Given that all fields have data, the potential to use data science to explore this data, to make new discoveries, and in the end to impact lives is unbounded.  Columbia University is a full-fledged university with strong disciplinary departments and schools in the arts, humanities, sciences, and engineering, and with strong professional schools in architecture, business, dentistry, journalism, law, medicine, nursing, public health, and social work.  Columbia is the perfect laboratory to explore the transformation of all fields, professions, and sectors through data science.  Fields are in different stages in their use of data, but over time all fields will be able to benefit from data science.  I see this transformation already happening in the obvious fields, such as biology and business, but also already in fields, such as history, dentistry, and social work, that have surprised me.  Note that I expect data science to add to and enhance existing methods used by other fields, not to supplant them.  For this transformation to spread widely, data scientists and domain experts need to work together.

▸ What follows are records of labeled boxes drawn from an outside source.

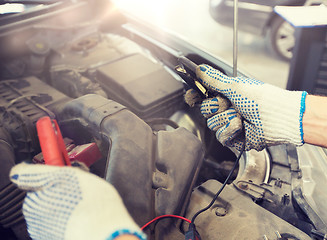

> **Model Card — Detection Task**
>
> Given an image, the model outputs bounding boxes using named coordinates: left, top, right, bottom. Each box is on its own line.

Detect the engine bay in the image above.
left=0, top=1, right=326, bottom=240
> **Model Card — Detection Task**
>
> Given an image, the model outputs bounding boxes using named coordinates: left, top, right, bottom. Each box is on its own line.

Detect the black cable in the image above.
left=191, top=142, right=245, bottom=225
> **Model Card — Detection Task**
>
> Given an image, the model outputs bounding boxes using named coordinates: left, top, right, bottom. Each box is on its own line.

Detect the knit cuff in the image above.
left=106, top=228, right=146, bottom=240
left=300, top=91, right=308, bottom=144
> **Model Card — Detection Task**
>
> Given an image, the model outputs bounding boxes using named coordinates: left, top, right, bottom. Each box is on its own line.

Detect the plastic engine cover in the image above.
left=60, top=95, right=203, bottom=226
left=97, top=54, right=183, bottom=118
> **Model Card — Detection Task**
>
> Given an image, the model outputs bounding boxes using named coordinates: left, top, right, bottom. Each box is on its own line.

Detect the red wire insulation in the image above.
left=141, top=214, right=191, bottom=230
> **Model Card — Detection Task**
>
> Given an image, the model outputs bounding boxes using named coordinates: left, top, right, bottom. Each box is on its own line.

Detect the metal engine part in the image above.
left=50, top=34, right=184, bottom=119
left=60, top=95, right=203, bottom=225
left=183, top=180, right=311, bottom=240
left=0, top=77, right=70, bottom=239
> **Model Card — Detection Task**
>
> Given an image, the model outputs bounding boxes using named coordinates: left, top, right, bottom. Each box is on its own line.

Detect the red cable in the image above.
left=141, top=214, right=191, bottom=230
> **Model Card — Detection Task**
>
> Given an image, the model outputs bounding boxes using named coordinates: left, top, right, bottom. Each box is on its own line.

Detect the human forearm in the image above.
left=303, top=95, right=327, bottom=147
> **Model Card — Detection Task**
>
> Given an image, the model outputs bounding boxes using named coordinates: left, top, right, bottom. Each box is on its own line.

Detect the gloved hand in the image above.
left=185, top=65, right=307, bottom=151
left=10, top=163, right=146, bottom=240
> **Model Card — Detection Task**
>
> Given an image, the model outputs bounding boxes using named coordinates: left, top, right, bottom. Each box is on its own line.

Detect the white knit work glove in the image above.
left=186, top=65, right=307, bottom=151
left=10, top=163, right=146, bottom=240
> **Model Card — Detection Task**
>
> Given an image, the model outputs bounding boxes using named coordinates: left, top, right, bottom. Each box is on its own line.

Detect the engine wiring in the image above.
left=141, top=143, right=245, bottom=240
left=191, top=143, right=245, bottom=224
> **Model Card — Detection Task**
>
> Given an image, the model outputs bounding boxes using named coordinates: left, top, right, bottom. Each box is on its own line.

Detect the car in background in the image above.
left=209, top=0, right=326, bottom=61
left=0, top=0, right=327, bottom=240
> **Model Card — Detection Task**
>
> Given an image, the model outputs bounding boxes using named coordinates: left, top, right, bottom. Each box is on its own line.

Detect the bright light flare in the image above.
left=0, top=3, right=25, bottom=14
left=114, top=0, right=176, bottom=26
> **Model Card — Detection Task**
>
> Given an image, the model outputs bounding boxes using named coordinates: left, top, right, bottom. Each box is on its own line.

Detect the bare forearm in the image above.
left=303, top=95, right=327, bottom=147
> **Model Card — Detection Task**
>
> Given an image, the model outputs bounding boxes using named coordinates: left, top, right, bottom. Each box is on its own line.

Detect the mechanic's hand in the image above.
left=10, top=163, right=146, bottom=240
left=186, top=65, right=307, bottom=151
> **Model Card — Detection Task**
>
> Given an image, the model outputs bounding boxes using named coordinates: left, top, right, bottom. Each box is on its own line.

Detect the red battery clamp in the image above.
left=36, top=117, right=71, bottom=166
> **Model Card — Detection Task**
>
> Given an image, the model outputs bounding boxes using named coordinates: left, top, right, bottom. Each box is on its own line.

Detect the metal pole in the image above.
left=233, top=0, right=238, bottom=77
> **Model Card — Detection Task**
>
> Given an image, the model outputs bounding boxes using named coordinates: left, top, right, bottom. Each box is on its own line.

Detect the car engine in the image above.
left=0, top=1, right=327, bottom=240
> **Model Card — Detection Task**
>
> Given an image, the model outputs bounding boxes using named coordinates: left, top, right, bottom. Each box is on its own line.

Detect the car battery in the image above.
left=96, top=54, right=184, bottom=119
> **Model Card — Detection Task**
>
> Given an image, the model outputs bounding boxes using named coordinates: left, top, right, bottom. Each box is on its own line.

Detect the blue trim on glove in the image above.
left=300, top=91, right=308, bottom=143
left=106, top=229, right=146, bottom=240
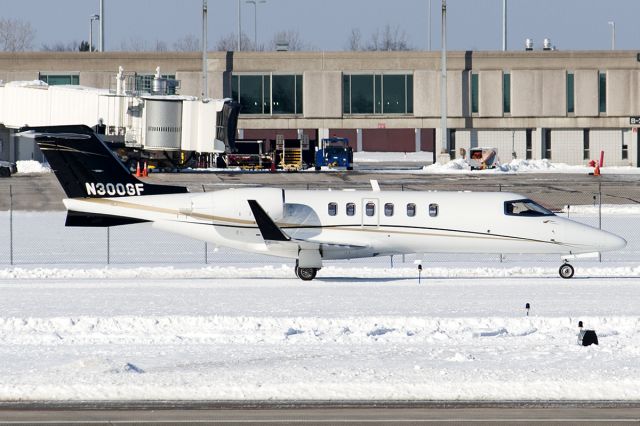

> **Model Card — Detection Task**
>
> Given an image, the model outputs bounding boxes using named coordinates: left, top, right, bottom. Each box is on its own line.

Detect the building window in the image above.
left=502, top=73, right=511, bottom=114
left=598, top=72, right=607, bottom=113
left=567, top=73, right=575, bottom=114
left=364, top=202, right=376, bottom=216
left=231, top=74, right=303, bottom=114
left=39, top=73, right=80, bottom=86
left=342, top=74, right=413, bottom=114
left=328, top=203, right=338, bottom=216
left=347, top=203, right=356, bottom=216
left=471, top=74, right=480, bottom=113
left=542, top=129, right=551, bottom=160
left=582, top=129, right=591, bottom=160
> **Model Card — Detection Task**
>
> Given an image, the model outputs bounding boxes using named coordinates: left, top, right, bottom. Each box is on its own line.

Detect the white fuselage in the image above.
left=65, top=188, right=626, bottom=259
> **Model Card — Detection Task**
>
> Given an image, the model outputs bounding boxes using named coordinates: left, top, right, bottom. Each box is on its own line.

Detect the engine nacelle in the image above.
left=209, top=188, right=284, bottom=221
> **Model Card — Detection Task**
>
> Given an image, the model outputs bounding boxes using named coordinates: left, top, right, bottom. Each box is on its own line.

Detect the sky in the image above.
left=0, top=0, right=640, bottom=51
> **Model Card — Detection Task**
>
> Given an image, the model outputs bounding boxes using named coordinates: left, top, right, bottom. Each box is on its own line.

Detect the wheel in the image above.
left=558, top=263, right=575, bottom=279
left=296, top=268, right=318, bottom=281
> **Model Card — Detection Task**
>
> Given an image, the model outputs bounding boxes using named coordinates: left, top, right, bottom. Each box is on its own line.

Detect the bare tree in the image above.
left=0, top=18, right=36, bottom=52
left=216, top=33, right=264, bottom=52
left=347, top=28, right=363, bottom=51
left=173, top=34, right=202, bottom=52
left=270, top=30, right=310, bottom=51
left=367, top=24, right=411, bottom=51
left=347, top=24, right=413, bottom=51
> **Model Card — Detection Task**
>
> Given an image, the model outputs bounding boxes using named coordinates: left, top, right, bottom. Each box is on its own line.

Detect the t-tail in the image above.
left=20, top=125, right=188, bottom=226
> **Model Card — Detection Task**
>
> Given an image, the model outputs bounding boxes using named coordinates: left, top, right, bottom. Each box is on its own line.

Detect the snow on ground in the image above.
left=16, top=160, right=51, bottom=174
left=11, top=151, right=640, bottom=174
left=422, top=158, right=640, bottom=174
left=0, top=211, right=640, bottom=401
left=0, top=270, right=640, bottom=400
left=353, top=151, right=433, bottom=164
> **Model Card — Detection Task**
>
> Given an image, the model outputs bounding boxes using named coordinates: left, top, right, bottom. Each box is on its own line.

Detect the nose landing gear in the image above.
left=558, top=262, right=575, bottom=279
left=294, top=260, right=320, bottom=281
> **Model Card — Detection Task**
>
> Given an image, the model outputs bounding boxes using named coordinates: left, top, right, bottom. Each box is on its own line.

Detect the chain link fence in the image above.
left=0, top=179, right=640, bottom=266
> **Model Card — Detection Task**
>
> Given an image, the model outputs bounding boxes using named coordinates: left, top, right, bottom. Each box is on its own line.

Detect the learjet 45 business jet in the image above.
left=21, top=126, right=626, bottom=280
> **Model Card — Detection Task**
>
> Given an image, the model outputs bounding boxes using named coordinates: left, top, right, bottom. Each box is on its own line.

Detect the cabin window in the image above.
left=329, top=203, right=338, bottom=216
left=347, top=203, right=356, bottom=216
left=504, top=200, right=554, bottom=217
left=364, top=202, right=376, bottom=216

The last part of the mission statement makes two points.  First, through our research and education in data science, we aim to have a positive impact on society.  We should be tackling societal grand challenges, such as climate change, education, energy, environment, healthcare, inequality, and social justice.  Tackling such challenges cannot be done by one discipline alone, and given the kinds and amounts of data amassed in these sectors, data science will be at the heart of addressing these challenges.  Data scientists can use their skills and methods to confront these societal issues.  At Columbia, we are fortunate to have world-class entities, such as the Earth Institute, Center on Global Energy Policy, the Herbert Irving Comprehensive Cancer Center, the Precision Medicine Initiative, the Zuckerman Mind Brain Behavior Institute, and the Institute for Social and Economic Research and Policy, which provide on-campus expertise in these topics and natural partners for collaboration with the Data Science Institute.

Second, by “responsible use,” I mean the fair and ethical use of data, transparency and accountability of our data science techniques and processes, and the safety and security of the systems we build that rely on these techniques and models.  I use the acronym “FATES” to stand for “responsible use”.  (see Data for Good: FATES, Elaborated post)  Here, the strengths of the humanities and social sciences at Columbia come to the fore.  The Data Science Institute looks to scholars in these fields to help frame the kinds of questions technologists should ask about as they are inventing new technology—not after deploying it.  We also need to understand the ethical issues and implications of our technology.  Drawing on how ethics is taught in our schools in business, journalism, law, and medicine gives us an excellent basis for teaching ethics in data science at Columbia.

In short, the Data Science Institute at Columbia has a broadly profound mission, from establishing the scientific foundations of the field of data science to touching every other field to calling upon the insights of social scientists and ethicists to the field—all for the benefit of society.

Jeannette M. Wing is Avanessians Director of the Data Science Institute and professor of computer science at Columbia University.